Supreme Court of North Carolina rejects teachers’ union challenge to school choice

July 24, 2015 | By WENCONG FA

The North Carolina legislature recently enacted the Opportunity Scholarship Program, which allows low-income children to attend private schools of their parents’ choice through state-funded scholarships. The program provides students with an opportunity to escape failing public schools, and transfer to private schools tailored to their needs. But the teachers’ union, hungry to maintain its monopoly on education, brought a lawsuit to prevent students from having that opportunity. PLF sided with the students in a brief filed last December. On Thursday, the Supreme Court of North Carolina did the same in this opinion.

In Hart v. North Carolina and Richardson v. North Carolina, the Court dismantled the teachers’ union’s arguments one by one. First, the Court held that North Carolina’s duty to protect the “State school fund” did not limit the State’s ability to spend on education generally.

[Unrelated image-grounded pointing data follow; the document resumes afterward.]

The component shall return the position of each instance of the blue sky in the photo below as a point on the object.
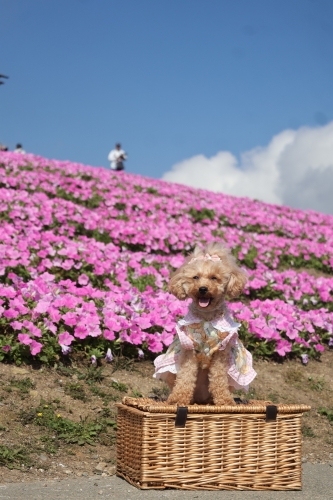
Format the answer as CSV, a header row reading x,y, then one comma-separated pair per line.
x,y
168,79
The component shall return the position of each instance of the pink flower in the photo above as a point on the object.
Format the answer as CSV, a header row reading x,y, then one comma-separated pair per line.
x,y
83,279
17,325
109,356
81,332
109,335
35,347
65,338
282,347
24,338
11,313
65,349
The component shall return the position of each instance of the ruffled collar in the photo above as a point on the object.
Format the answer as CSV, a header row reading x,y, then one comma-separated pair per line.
x,y
223,323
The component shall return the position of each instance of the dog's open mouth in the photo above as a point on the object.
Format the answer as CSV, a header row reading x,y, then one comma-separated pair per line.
x,y
204,301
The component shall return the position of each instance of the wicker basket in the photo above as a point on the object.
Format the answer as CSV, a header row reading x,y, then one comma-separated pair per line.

Rather, history suggests that the requirement—ratified in 1868—was adopted to prevent the legislature from diverting educational resources to pay for expenses incurred in the Civil War. Second, the Court added that the constitutional requirement directing the State to establish and maintain “a uniform system of free public schools” has nothing to do with private schools. Third, the Court noted that money spend on the Opportunity Scholarship Program was for a public purpose, because the “promotion of education generally, and educational opportunity in particular, is of paramount public importance.” Fourth, the Court explained that there “is no merit in the argument that a legislative program designed to increase educational opportunity in [North Carolina] is one that fails to ‘guard and maintain’ the ‘right to the privilege of education.’ ” Finally, the Court dismissed the plaintiffs’ religious discrimination claim, observing that the teachers’ union had no standing to assert such claims on behalf of the students.

Notably, the Court cited the famous dissent by Justice Brandeis in New State Ice Co. v. Liebmann, which underlined the need for states to serve as laboratories of democracy and experiment with new legislation in order to meet changing social and economic needs. This echoes PLF’s brief, which quoting the same case, emphasized that if “the states are to serve as the ‘laboratories’ of democracy, then the State Constitution should not prevent North Carolina from copying promising aspects of the most successful experiments in other jurisdictions.” School choice programs have been tremendously successful in other states. This decision allows that trend to continue in North Carolina.

Congratulations to our good friends at the Institute for Justice, who represented the parents in this case.